Ricardo's answer is that it will depend on the conditions of production in corn (abstracting, remember), and the wage rate.

you have a hundred workers, and your wage rate is .008 corn bushels/worker

you will need .8 bushels of corn in advance, of course.

you will employ these .8 bushels in the course of production

your output for these hundred workers is 1 bushel of corn (remember, your output must be greater than your cost, for this to make sense)

the profit is .2 bushels of corn.

your profit rate (profit divided by capital) is 25%

here it's very clear, then, that the profit rate is dependent on the level of technology and the wage rate. he's solved the first problem in Adam Smith, which is the question of the determination of the profit rate.

we have more.

what happens if I was to raise the wage rate, to .009? profit goes down, as does your profit rate. So Ricardo establishes the antagonistic relationship between wages and the profit rate.

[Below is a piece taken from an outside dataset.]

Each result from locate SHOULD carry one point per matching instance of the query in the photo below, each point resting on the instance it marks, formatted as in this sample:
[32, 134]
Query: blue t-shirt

economists will say, “but the economy is not one sector?”

Sraffa's reply was simple. think of this model as an average sector, which becomes the center of gravity of a complex economy (any given wage in that sector will give you the profit rate). this sector will have the property that outputs and inputs will be made of the substance.

so we have an argument not just about a single sector, but about a general sector (Marx has a concept of the “standard industry,” which he doesn't develop).

the second question relates to the issue of relative prices. when we have acknowledged that capital-labor ratios are not equal, how do differences in the capital-labor ratios affect relative prices? (see spreadsheet—the difference between the capital-labor ratios is 'muted' in the difference in relative prices)

to look at the effects of differences in the wage rates, you increase the wage rate in the corn sector (which raises the prices). But you will see that this doesn't greatly affect relative prices.

having done this reasonsing and analysis, Ricardo's hypothesis is that relative prices are not very sensitive to distributions in the changes of income. the dominant determinant is the capital-labor ratio, and the secondary element is the distributions of income.

(NB: the natural price is not necessarily the price you will get on the market, remember—you have to fight for the natural price)

Ricardo couldn't run this whole thing empirically, because he didn't have any information on direct and indirect labor time. We, however, have input/output tables, which were started by the Soviets, but are now published regularly.

the main point of all of this is that the center of gravity is set, structurally. the second row in Shaikh's table (Price of Production vs. Market Price) would suggest that supply/demand, taxes, monopoly, etc. can only explain 8.2% of the deviation from Mkt Price.